= Papa II =

Defunct military interrogation centre in Jammu and Kashmir, India

Papa II was an interrogation centre in the Indian state of Jammu and Kashmir, operated by the Border Security Force (BSF) from the start of the Kashmir insurgency in 1989 until it was shut down in 1996.

==Background==
Every security force operating in Kashmir had its own interrogation centres in the state which included temporary detention centres at Border Security Force (BSF), Central Reserve Police Force (CRPF) and army camps. Detainees were first interrogated by the detaining security force for a period of time which ranged from several hours to several weeks. During this time no person was allowed to meet the detainee and the detainee was not produced before the court. Detainees suspected of being militants were handed over to Counter-Intelligence Kashmir (CIK) and are interrogated at Joint Interrogation Centres (JICs) where detention sometimes lasted for months. Papa II was one of several such centres in Kashmir.

Lawyers in Kashmir told Asia Watch in 1993 that they had filed approximately 15,000 petitions since 1990 calling the state authorities to reveal the situation of the detainees and the charges against them, but the authorities had not responded.

==Operation of Papa II==
The building, of colonial origin, was initially a government guest house to accommodate visiting bureaucrats, in "serene surroundings" - the exclusive Gupkar Road on the banks of the Dal Lake in Srinagar. On takeover by the paramilitary Border Security Force in 1989, it was named Papa II "in an attempt to keep the compound's new purpose nominally confidential".
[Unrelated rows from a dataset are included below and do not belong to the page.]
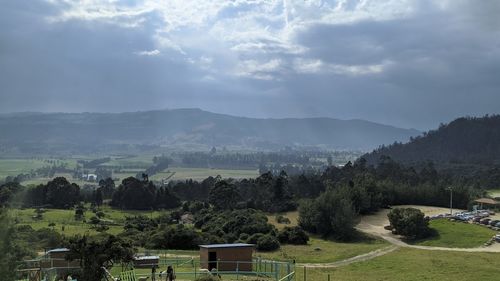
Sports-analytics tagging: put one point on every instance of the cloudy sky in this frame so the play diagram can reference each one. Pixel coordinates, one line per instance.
(405, 63)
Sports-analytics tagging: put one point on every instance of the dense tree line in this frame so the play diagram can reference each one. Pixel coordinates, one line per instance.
(143, 195)
(57, 193)
(467, 147)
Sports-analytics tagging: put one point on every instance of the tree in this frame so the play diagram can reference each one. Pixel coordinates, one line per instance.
(107, 187)
(59, 193)
(409, 222)
(224, 195)
(267, 243)
(331, 214)
(95, 253)
(97, 197)
(293, 235)
(7, 248)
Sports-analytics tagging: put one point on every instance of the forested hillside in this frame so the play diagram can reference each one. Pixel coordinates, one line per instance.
(464, 141)
(60, 133)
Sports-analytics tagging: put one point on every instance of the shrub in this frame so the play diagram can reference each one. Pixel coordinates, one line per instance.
(282, 219)
(409, 222)
(267, 243)
(293, 235)
(207, 278)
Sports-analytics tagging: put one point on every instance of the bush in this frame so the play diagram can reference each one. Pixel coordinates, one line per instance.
(293, 235)
(331, 214)
(267, 243)
(409, 222)
(282, 219)
(207, 278)
(254, 238)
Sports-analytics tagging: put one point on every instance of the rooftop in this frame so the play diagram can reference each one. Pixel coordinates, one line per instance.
(487, 201)
(236, 245)
(59, 250)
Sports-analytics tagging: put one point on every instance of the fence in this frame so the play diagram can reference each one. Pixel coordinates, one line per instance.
(190, 269)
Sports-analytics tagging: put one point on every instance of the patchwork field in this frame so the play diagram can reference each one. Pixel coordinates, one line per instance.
(66, 224)
(203, 173)
(457, 235)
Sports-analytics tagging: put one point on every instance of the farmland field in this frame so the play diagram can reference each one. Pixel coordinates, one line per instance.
(457, 234)
(14, 167)
(407, 264)
(324, 251)
(71, 226)
(203, 173)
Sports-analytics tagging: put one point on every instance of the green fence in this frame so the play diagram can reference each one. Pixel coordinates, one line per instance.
(190, 269)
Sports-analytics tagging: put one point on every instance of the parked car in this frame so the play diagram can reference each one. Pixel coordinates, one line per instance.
(485, 221)
(497, 237)
(494, 222)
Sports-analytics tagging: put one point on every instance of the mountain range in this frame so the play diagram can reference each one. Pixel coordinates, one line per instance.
(85, 132)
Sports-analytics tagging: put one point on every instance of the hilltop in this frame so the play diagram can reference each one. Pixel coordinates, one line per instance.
(89, 132)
A May 1996 report by Human Rights Watch detailed allegations of abuse and torture at Papa II. According to William Dalrymple, Papa II was a centre into which ...large numbers of local people, as well as the occasional captured foreign jihadi, would "disappear." Their bodies would later be found, if at all, floating down rivers, bruised, covered in cigarette burns, missing fingers or even whole limbs.
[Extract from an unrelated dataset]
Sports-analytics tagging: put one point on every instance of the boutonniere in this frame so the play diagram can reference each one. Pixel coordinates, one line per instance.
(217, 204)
A method of interrogation by which bodies of suspects were placed under heavy rollers caused at least 250 deaths through acute renal failure at one Srinagar hospital alone, according to Pankaj Mishra. Others died through application of electric shocks, and particularly through "immersing the prisoners’ heads in water during interrogation." One commonly observed consequence of the use of torture through electrodes attached to the detainee's genitals is that released detainees find themselves either unable to consummate or sometimes even participate in normal sexual relationships. It is unknown how many deaths occurred at Papa II, the most intensive centre of its kind: on the tenth of every month, the relatives of some of the disappeared stage a public protest near the building, demanding information on their kin from the authorities; they claim about 10,000 have gone missing during the years of militancy. The Government of India contests that figure.

==Shut down==

Following D.K. Basu vs West Bengal in December 1996, the Supreme Court of India, in its judgment, laid out restrictions on detention without trial in an attempt to curb custodial violence, and the election of the left-leaning United Front government at the Centre, most interrogation centres, including Papa II, were shut down.
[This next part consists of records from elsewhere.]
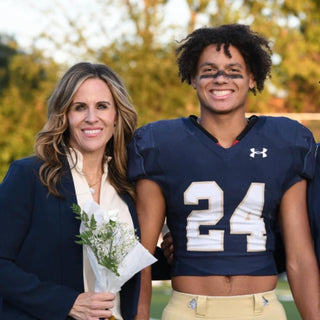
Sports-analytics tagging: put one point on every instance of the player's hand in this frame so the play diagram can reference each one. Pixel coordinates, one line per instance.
(167, 247)
(92, 306)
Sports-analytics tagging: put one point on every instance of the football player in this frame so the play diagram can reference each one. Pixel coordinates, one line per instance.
(314, 206)
(224, 182)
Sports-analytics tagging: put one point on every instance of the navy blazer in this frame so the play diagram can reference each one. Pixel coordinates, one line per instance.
(40, 264)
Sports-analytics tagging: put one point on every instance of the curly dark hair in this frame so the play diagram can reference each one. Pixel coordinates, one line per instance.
(254, 48)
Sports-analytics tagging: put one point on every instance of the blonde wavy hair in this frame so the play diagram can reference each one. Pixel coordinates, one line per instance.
(52, 142)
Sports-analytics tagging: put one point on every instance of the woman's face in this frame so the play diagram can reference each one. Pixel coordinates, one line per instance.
(92, 117)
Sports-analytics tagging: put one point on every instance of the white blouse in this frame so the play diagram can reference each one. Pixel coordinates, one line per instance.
(109, 200)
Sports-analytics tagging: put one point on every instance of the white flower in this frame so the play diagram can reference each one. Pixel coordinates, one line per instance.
(111, 215)
(113, 249)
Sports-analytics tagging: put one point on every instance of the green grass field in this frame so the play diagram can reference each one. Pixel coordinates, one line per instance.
(161, 292)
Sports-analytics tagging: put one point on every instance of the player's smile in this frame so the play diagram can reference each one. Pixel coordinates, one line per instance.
(222, 82)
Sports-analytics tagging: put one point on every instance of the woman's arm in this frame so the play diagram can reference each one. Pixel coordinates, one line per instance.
(151, 213)
(302, 268)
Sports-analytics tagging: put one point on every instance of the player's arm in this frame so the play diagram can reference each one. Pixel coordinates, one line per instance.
(302, 269)
(151, 213)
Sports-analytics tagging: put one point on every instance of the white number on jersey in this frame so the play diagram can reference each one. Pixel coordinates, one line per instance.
(246, 219)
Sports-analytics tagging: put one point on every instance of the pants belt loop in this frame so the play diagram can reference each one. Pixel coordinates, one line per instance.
(258, 303)
(201, 306)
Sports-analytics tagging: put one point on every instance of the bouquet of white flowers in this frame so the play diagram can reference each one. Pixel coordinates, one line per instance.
(113, 249)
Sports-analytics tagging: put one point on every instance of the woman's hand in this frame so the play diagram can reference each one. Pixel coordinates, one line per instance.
(92, 306)
(167, 247)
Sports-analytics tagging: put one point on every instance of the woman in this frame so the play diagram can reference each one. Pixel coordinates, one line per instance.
(80, 154)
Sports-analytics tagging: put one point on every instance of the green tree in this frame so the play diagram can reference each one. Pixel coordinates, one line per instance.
(23, 105)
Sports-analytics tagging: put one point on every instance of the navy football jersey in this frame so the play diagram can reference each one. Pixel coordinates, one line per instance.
(314, 206)
(222, 204)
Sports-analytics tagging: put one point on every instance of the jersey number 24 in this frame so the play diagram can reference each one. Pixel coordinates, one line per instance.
(246, 218)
Since then it has been used as a residence by senior state politicians, including the state finance minister. Currently it is the official residence of Mehbooba Mufti, who leads the People's Democratic Party, though her occupation of it is contested by those who would prefer it to be a memorial to the ones who disappeared.

== In popular culture ==
The interrogation centre is referred as Mama-II by the character of Roohdaar / Ghost (Hamlet), cast on Irrfan Khan in the 2014 Indian crime drama movie Haider (film) which is based on William Shakespeare's tragedy Hamlet and Basharat Peer's memoir Curfewed Night.